Phipson Belinda, Smyth Gordon K
The Walter and Eliza Hall Institute of Medical Research.
Stat Appl Genet Mol Biol. 2010;9:Article39. doi: 10.2202/1544-6115.1585. Epub 2010 Oct 31.
Permutation tests are amongst the most commonly used statistical tools in modern genomic research, a process by which p-values are attached to a test statistic by randomly permuting the sample or gene labels. Yet permutation p-values published in the genomic literature are often computed incorrectly, understated by about 1/m, where m is the number of permutations. The same is often true in the more general situation when Monte Carlo simulation is used to assign p-values. Although the p-value understatement is usually small in absolute terms, the implications can be serious in a multiple testing context. The understatement arises from the intuitive but mistaken idea of using permutation to estimate the tail probability of the test statistic. We argue instead that permutation should be viewed as generating an exact discrete null distribution. The relevant literature, some of which is likely to have been relatively inaccessible to the genomic community, is reviewed and summarized. A computation strategy is developed for exact p-values when permutations are randomly drawn. The strategy is valid for any number of permutations and samples. Some simple recommendations are made for the implementation of permutation tests in practice.

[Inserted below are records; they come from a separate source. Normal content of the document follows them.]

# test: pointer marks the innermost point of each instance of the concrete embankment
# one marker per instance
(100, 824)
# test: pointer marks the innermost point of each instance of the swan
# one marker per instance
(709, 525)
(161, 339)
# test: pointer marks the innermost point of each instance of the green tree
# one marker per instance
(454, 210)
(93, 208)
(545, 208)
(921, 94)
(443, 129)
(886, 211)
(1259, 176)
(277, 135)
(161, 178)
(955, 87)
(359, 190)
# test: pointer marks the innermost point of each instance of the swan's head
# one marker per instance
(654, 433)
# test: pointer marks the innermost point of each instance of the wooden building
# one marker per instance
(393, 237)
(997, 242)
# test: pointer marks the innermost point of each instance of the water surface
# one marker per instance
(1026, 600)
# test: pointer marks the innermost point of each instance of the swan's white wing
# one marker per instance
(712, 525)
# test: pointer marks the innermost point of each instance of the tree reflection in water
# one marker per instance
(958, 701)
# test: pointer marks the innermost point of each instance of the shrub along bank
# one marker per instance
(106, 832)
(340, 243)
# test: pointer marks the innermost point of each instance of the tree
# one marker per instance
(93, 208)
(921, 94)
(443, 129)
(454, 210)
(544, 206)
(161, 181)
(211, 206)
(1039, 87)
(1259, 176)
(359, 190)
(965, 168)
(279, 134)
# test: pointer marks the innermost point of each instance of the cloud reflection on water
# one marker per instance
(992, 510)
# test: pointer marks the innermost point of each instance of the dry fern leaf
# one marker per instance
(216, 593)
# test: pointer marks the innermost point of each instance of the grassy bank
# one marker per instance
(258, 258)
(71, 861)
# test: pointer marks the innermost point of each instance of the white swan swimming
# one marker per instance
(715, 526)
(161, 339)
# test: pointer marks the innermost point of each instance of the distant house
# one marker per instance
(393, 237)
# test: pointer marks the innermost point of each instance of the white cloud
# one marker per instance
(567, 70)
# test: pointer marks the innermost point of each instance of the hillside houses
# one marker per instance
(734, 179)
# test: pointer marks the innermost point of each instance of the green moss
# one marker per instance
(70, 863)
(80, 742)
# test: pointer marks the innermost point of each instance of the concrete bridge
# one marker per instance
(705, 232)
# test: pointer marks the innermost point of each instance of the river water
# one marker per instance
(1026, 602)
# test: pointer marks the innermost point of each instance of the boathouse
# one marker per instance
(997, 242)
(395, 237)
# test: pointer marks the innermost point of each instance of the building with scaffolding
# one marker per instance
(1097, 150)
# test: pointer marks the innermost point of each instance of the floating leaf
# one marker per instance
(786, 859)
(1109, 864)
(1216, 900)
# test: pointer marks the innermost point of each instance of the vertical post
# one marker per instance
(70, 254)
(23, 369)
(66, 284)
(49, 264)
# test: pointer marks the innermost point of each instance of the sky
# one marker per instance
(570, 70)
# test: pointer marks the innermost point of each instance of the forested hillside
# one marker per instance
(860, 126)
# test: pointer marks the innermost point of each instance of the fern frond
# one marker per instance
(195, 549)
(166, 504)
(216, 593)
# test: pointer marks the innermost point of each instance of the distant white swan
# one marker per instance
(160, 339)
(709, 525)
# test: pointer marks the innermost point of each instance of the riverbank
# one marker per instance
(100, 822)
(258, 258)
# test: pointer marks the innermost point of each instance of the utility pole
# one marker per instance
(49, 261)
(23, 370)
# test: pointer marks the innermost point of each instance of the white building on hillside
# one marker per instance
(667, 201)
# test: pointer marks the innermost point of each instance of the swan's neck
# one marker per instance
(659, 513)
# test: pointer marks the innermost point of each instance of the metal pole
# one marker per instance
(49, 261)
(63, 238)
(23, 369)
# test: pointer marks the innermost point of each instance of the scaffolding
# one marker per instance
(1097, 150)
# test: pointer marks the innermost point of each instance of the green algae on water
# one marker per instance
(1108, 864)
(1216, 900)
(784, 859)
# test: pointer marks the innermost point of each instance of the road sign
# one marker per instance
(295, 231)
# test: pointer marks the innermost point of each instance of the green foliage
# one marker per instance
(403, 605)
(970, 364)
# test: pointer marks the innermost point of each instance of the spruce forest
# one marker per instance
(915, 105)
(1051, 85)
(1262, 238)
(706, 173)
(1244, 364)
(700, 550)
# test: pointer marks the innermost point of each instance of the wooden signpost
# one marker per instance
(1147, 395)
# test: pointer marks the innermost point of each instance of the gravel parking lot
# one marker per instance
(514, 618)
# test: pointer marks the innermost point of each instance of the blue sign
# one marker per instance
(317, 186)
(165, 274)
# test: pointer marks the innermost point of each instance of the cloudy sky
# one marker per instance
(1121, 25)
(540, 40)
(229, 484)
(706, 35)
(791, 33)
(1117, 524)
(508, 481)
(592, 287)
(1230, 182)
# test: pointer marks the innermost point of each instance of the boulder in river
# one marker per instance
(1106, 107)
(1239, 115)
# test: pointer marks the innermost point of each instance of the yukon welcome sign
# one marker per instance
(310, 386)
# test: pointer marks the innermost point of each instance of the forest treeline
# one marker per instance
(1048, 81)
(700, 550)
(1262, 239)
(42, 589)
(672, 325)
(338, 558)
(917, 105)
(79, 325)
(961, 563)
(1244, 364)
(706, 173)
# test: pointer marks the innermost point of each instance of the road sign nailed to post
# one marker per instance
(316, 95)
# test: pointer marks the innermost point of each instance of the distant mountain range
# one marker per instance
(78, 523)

排列检验是现代基因组研究中最常用的统计工具之一,该过程通过随机排列样本或基因标签来为检验统计量赋予p值。然而,基因组文献中公布的排列p值常常计算错误,被低估约1/m,其中m是排列的次数。在使用蒙特卡罗模拟来赋予p值的更一般情况下,情况通常也是如此。尽管p值的低估在绝对值上通常较小,但在多重检验的背景下,其影响可能很严重。这种低估源于使用排列来估计检验统计量的尾部概率这一直观但错误的想法。相反,我们认为排列应被视为生成一个精确的离散零分布。对相关文献进行了回顾和总结,其中一些文献可能基因组学界相对难以获取。当随机抽取排列时,开发了一种计算精确p值的策略。该策略对任何数量的排列和样本都有效。针对排列检验在实际中的实施提出了一些简单建议。